I am often left bewildered as to how the world is not aware that many a women adore their cars quite as much and at times more than a regular Joe would. I have been asked repeatedly that what is it which bonds me to my car or any others for that matter. I have sat down by my thoughts with John Lennon in the background and pondered over the question. The answer was always a very simple one. What bonded me to my car was the sense of liberation it helped me attain. As the wind would brush my hair with the scenery fluttering by while I sat behind the wheel, I felt indestructible. Afar from the reach clawing hands of strangers and loved ones.
Maybe there are many a women out there somewhere, who have loved driving.

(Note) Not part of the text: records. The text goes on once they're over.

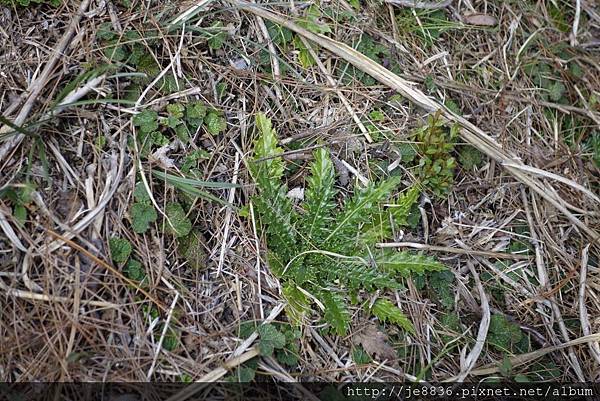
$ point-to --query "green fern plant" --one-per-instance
(325, 254)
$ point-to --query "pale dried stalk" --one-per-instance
(36, 87)
(531, 356)
(471, 359)
(469, 132)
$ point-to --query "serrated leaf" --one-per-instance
(406, 262)
(120, 249)
(142, 214)
(269, 339)
(180, 224)
(386, 311)
(556, 91)
(336, 313)
(215, 124)
(267, 167)
(320, 195)
(359, 209)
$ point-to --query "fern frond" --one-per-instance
(359, 210)
(401, 209)
(277, 214)
(320, 194)
(406, 262)
(384, 310)
(336, 313)
(358, 276)
(267, 166)
(297, 303)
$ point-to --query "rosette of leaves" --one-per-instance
(326, 254)
(435, 145)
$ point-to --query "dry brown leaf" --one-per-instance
(375, 343)
(480, 19)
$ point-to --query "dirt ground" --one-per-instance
(132, 246)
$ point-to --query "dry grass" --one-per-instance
(69, 313)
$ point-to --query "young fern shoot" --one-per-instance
(325, 254)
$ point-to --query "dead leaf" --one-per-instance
(375, 343)
(480, 19)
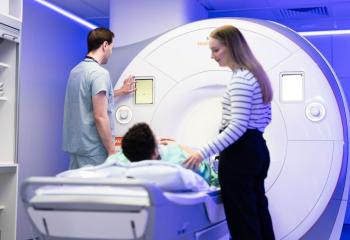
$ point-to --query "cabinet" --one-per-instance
(10, 26)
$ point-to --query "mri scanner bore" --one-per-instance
(308, 136)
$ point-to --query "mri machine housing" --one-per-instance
(307, 185)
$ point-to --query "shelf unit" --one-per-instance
(3, 66)
(10, 27)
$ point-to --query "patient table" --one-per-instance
(120, 208)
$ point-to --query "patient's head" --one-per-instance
(139, 143)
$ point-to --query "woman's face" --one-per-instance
(220, 53)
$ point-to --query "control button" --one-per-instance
(123, 114)
(315, 111)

I had not met a woman driver in all my twenty-one years who had shared my passion, until ten days ago on a kind Monday that belonged to a week of perceptual Sundays. Warm words were exchanged in a balcony while peeling oranges and smelling citrus as we discussed cars. We played our own version of "I spy" with cars that zoomed past the narrow by-lanes and usually came to stand still around the corner. She told me about her lover for off-roading and how she was considering changing her Mahindra Scorpio to meet with the challenges that came with driving on a rough terrain. To her driving meant much more than freedom and independence. It was a quest, a journey which she never wanted to put an end to. Who would have thought that driving could be transcendental and probably had healing powers? It saddened me to bid adieu to her, the warmth of her house and lastly her car. A battered Red Mahindra Thar who had numerous stories hidden deep within its soul, just waiting to be told.

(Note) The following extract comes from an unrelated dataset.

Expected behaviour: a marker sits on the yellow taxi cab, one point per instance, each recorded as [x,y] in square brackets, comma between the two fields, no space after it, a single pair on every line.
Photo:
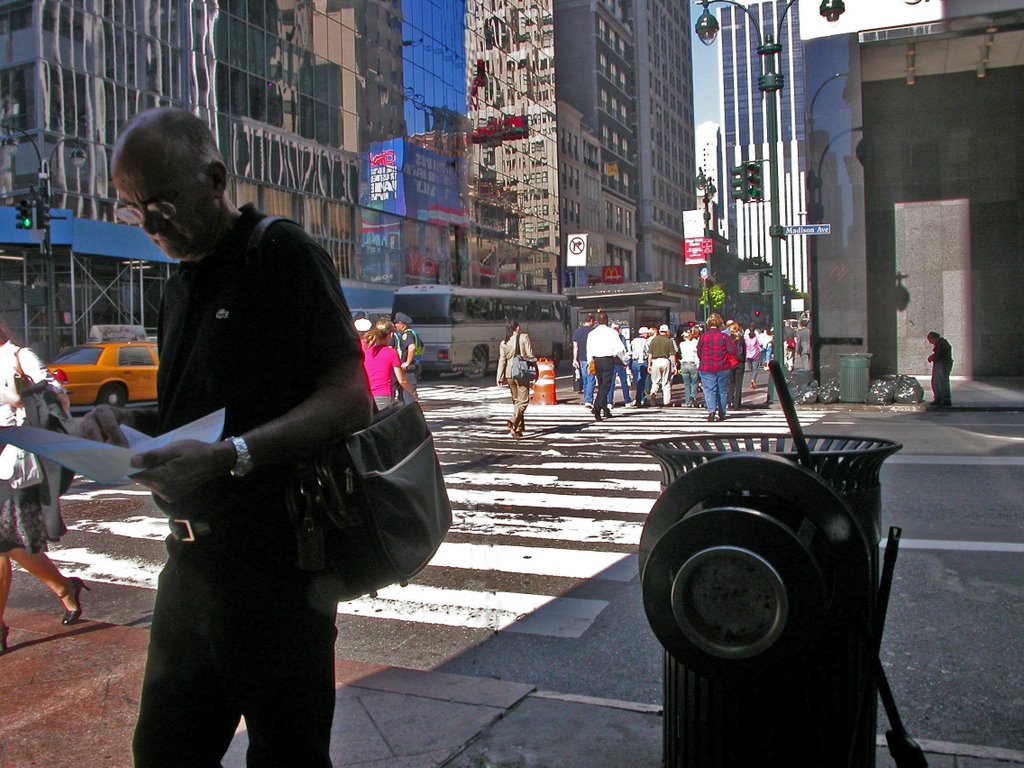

The first time I ever sat in a car, my mother’s words echoed in my ears… “you must never harbour a soul by letting yours sail away.” What Amma didn’t realise was that the car and I had already become one soul and how could I ever part with my soul. I have always believed that when you find the equilibrium of the world distilled within your stomach; just breathe in and breathe out.
The equilibrium does more often than not becomes hazy to me, especially when I am told that being a woman I am not allowed to love my car and be passionate towards driving. It is in moments like these that I all do is breathe in and breathe out.
The more I write, the more I realise how impossible it is for me to write about what driving to me is. To me it's the warmth of an old friend, smell of an orange, quick breeze, thudding of my heart, familiar noise of an engine and the comfort of a lover. Driving is all that and so much more.